La protagonista es, precisamente una artista que emprende un viaje entre Los Ángeles y Nueva York que se aborta en la primera parada a escasos kilómetros de su domicilio; en el que se quedan su marido, productor musical y su hijo, todavía de corta edad, a los que miente cuando contacta con ellos, explicándoles un ficticio recorrido de costa a costa de los Estados Unidos mientras se aloja en la habitación de un motel de carretera. Estando, como diría Dante, “a la mitad del viaje de nuestra vida” se entrega a un recorrido más emocional y físico – que no geográfico —, que continuará a su regreso a casa.

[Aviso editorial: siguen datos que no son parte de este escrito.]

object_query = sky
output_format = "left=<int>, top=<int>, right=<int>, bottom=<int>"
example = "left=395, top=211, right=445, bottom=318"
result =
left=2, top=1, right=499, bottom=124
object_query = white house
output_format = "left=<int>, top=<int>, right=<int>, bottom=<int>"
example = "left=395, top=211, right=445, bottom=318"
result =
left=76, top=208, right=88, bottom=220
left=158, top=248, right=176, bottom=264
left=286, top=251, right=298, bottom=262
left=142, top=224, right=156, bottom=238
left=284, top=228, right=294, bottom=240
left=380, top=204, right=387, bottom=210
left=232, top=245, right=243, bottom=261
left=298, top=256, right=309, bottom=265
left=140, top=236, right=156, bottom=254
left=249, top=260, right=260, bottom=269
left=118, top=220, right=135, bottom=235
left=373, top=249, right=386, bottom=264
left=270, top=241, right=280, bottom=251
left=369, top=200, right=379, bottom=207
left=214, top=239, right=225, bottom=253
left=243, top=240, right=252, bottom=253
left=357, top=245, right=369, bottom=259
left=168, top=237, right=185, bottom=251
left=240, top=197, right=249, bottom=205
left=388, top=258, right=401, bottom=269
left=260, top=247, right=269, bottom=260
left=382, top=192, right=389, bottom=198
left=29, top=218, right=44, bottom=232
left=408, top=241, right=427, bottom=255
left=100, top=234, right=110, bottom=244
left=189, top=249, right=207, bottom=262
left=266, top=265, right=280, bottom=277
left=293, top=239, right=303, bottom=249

Habrá quien encuentre provocación en esta exploración sobre el cuerpo y sobre el deseo, sobre cómo afecta la madurez biológica a los afectos, y las reflexiones de la autora al respecto son apasionadas a la vez que críticas. Y es que July es una narradora radicalmente honesta e inteligente que apunta pinceladas de humor, aquí y allá, especialmente en algunas situaciones absurdas o también – y especialmente – en otras cotidianas; en las que los personajes se consideran más diferentes, más originales, de lo que en realidad son, o cuando sus actos son menos libres y trascendentes de lo que estarían dispuestos a reconocer.